I love convenience stores as much as the next person. The fact that there are stores that can supply almost anything you would need on the go at any hour of the day is part of why I love this country. Unfortunately, not all convenient stores were created equal.
There are quite a few convenience stores in Boston that advertise themselves as “markets.” Despite the difference in title, these store are no different from any other convenience store except maybe 7-11, which serves taquitos. So what makes them markets?
The actual definition for what constitutes a market is vague. It is typically accepted that a market is a place where the exchange or purchase of goods occurs. This allows places like flea markets and the stock market to fall under the same broad category. It would appear that convenience stores by definition, can be considered markets.
That doesn’t mean they should call themselves markets though. When you think of markets found in Europe or in the movie Aladdin, you think of fresh produce and groceries. Convenience stores rarely have produce at all, save for maybe some rotten fruit at the counter. Few serve food. I’m not even sure what 7-11 serves is actually food.

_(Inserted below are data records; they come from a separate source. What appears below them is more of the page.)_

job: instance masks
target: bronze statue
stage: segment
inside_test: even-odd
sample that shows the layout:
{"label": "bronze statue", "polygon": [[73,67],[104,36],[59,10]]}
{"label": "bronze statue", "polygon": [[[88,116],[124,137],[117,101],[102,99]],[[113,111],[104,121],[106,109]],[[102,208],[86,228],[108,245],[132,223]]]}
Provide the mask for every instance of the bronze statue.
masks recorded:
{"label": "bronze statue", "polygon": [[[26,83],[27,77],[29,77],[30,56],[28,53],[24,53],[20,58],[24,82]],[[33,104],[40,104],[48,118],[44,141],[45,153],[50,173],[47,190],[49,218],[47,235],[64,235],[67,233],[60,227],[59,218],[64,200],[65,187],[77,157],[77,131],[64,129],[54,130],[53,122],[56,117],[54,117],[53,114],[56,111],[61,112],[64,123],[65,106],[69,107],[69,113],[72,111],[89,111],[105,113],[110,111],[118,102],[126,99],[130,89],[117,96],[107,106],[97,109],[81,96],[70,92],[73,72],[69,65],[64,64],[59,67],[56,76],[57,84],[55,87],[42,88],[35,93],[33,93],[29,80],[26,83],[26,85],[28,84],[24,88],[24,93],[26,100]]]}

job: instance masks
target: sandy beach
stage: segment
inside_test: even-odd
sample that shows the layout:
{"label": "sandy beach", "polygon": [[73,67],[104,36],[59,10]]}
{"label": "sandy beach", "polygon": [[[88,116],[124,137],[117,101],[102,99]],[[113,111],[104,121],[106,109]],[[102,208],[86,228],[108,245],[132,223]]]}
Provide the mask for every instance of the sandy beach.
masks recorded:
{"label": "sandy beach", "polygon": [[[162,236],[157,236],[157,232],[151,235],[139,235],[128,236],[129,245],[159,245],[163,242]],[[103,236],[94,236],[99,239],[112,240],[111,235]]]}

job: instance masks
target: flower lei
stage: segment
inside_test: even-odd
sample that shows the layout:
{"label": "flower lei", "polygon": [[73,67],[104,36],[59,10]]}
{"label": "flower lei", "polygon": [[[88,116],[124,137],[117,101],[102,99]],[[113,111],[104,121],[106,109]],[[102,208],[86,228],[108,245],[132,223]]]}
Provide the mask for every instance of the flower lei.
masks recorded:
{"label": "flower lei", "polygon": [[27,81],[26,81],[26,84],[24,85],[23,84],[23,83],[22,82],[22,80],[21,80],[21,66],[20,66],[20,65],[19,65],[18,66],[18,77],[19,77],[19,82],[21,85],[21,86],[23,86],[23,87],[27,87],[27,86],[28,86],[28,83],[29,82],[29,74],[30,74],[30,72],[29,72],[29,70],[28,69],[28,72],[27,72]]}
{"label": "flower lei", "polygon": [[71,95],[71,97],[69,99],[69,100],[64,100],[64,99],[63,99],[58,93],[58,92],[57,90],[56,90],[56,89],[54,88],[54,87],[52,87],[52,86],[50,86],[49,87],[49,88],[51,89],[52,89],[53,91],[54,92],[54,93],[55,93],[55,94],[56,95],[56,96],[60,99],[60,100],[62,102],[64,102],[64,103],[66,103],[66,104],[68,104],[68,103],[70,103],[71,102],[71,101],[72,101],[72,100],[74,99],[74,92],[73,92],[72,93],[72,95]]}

When you go into a market, you expect to buy something fresh. The only thing in a convenient store that is guaranteed to be less than a day old is the newspaper. You don’t go to a market to buy tobacco, Red Bull, or Twinkies. Though from the looks of it, you won’t be able to buy Twinkies anywhere now that Hostess is going out of business.
There’s nothing wrong with convenience stores calling themselves what they actually are. To my knowledge, there’s no political correctness issue surrounding convenience stores (yet). Convenience stores are free to be proud of what they are.
No one is fooled by the whole market name. A hippie or a vegan is not going to be tricked into buying a tin of dipping tobacco because they thought that a convenience store was a farmer’s market. The name is misleading and needs to stop being used.